The Strategic Hierarchy – Business Made Easy

As we all know, strategy is confusing.

If I tell people that I’m a strategist, they typically respond in a similar manner as if I told them I’m a pixie – a mixture of bafflement and scepticism. “I don’t really know what you mean, but it sounds like bullshit anyway”.

This, frankly, is fair enough.  It is a bit of a nonsense word, which is used in a vastly broad variety of contexts, often completely erroneously.

It is for this reason that most businesses simply don’t do strategy, at least not knowingly. Equally, it is for this reason that there isn’t really an established strategy industry.  A friend of mine, a very senior strategist within a number of organisations, once sent me a market map of supposed “strategy agencies”.  What was remarkable about it was that it was divided into four quadrants: research agencies, branding agencies, innovation agencies, and the big consulting firms like McKinsey.  Note that none of these categories are pure strategy.  Their work all overlaps with strategy, but none of them specialise in the thing itself.  This is because nobody’s really clear on what strategy is, so nobody shops for it, and thus it’s very hard to sell (I should know!).  Thus almost all “strategy companies” become forced to root themselves in an understood discipline like branding or research.  This gives them access to a market, and thus an entry pointthrough which to practice strategy, or something vaguely like it.

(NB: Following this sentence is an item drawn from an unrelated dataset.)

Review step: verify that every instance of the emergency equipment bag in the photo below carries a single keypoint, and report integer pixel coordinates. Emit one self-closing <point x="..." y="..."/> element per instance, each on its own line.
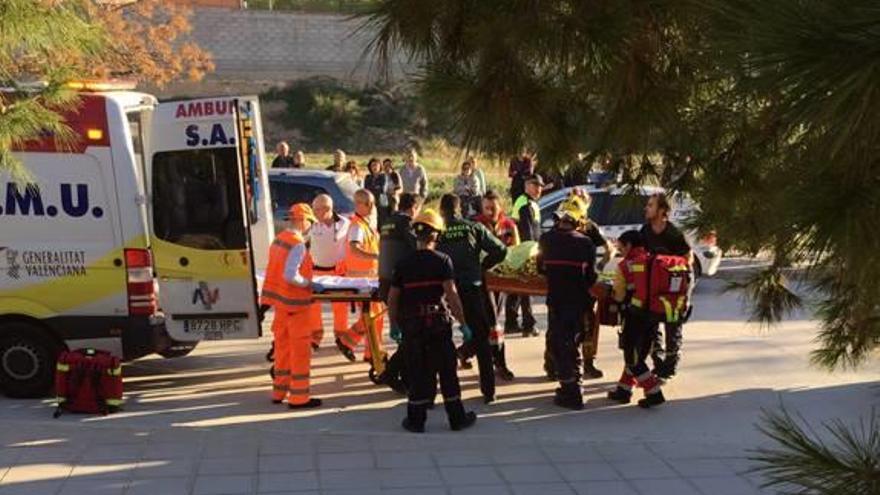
<point x="88" y="381"/>
<point x="669" y="286"/>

Quite interesting I think – and probably the main reason why I have not yet met anyone else who does precisely what I do, at least not in the same capacity.

At any rate, all this is a shame, because the absence of strategy is what leads pretty much all businesses to being somewhat muddled and directionless.  I dare say if you were to undertake an analysis of the most common problems afflicting brands across all industries, number one would be something like “lack of focus” or “messiness” of some description.

This messiness in turn is what I think makes business difficult.  It can feel like a tangled knot; a confusing headache, and cause of sleepless nights.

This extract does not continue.